Insbesondere Studenten asiatischer Herkunft fühlten sich benachteiligt – und sie klagten gegen Harvard (privat) und die University of North Carolina (öffentlich), eine nicht minder renommierte Schule. Sie warfen den beiden Universitäten «rassische Diskriminierung» vor.
Wenn nämlich eine Gruppe, wie etwa die Schwarzen, bevorzugt wird, dann geht das nur, wenn man eine andere zurücksetzt. In den meisten Fällen waren das die Asiaten.
- Was für eine groteske Ungerechtigkeit
- Um das Unrecht, das die Weissen den Schwarzen einmal zugefügt haben, wiedergutzumachen, durften jetzt die Asiaten ihren Kopf hinhalten
Am Donnerstag fällte der Supreme Court das Urteil.

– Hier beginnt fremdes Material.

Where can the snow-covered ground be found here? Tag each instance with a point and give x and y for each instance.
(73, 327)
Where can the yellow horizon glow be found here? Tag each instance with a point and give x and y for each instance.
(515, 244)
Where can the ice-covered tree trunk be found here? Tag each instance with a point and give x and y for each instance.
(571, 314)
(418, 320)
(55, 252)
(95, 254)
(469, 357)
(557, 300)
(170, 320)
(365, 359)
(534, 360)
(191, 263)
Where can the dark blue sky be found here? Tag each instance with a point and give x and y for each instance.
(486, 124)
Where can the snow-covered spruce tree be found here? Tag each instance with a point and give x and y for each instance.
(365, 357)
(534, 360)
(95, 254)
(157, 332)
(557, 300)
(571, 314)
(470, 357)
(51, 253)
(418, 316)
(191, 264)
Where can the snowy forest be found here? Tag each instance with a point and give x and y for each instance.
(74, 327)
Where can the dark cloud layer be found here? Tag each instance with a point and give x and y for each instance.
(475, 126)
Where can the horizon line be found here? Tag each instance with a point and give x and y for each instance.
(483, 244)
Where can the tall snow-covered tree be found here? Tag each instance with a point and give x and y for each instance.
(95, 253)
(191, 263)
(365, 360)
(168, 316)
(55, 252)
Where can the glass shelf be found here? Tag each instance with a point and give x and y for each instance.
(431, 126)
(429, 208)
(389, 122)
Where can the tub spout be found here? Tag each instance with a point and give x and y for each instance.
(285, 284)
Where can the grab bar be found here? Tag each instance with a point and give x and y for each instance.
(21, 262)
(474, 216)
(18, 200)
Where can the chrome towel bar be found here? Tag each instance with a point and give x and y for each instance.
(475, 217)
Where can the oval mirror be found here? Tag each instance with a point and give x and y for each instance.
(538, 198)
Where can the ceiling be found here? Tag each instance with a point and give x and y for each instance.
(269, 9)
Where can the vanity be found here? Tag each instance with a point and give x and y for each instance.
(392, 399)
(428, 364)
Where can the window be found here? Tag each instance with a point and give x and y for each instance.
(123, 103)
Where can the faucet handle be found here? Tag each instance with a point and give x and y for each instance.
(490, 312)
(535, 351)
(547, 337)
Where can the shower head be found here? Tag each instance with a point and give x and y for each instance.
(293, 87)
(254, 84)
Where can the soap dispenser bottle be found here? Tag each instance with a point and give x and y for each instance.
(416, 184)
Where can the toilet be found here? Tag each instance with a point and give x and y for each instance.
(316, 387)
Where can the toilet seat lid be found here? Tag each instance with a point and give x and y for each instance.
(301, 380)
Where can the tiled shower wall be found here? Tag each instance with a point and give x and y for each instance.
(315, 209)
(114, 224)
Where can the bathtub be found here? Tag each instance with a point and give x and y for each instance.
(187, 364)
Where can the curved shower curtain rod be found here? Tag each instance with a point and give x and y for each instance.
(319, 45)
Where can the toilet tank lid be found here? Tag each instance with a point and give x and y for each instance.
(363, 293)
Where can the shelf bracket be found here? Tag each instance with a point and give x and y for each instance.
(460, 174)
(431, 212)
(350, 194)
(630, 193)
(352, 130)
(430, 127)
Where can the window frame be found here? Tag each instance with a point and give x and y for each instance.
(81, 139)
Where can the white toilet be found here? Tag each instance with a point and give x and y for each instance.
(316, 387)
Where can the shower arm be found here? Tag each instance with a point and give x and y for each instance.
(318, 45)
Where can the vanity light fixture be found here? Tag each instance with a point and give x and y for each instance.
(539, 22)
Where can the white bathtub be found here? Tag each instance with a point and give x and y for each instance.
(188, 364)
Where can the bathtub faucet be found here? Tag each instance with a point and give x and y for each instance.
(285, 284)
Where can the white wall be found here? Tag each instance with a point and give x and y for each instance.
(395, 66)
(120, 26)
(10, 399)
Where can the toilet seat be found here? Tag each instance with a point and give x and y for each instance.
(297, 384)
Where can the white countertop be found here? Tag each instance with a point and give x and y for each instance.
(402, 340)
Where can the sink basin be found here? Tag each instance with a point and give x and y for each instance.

Wenn es auch keine Überraschung war, da das Gericht seit Donald Trump über eine klare konservative Mehrheit verfügt, so liess das Urteil dennoch das ganze Land erzittern.
- Affirmative Action, so befand das oberste Gericht, widerspricht der Verfassung (und dem Gesetz)
- Harvard – und alle anderen Universitäten – müssen ihr Aufnahmeverfahren revidieren. Rasse darf keine Rolle mehr spielen
Natürlich ist das eine gute Nachricht. Eine sehr gute sogar. Denn, wie so vieles, was gut gemeint ist, erwiesen sich dessen Folgen als weniger gut, wenn nicht miserabel. Ironischerweise gerade für die Schwarzen.
Warum, werde ich morgen in meinem Memo erklären.
Oder wie es Samuel Johnson, der grosse britische Autor, gesagt hat:
«Die Hölle ist mit guten Absichten gepflastert.»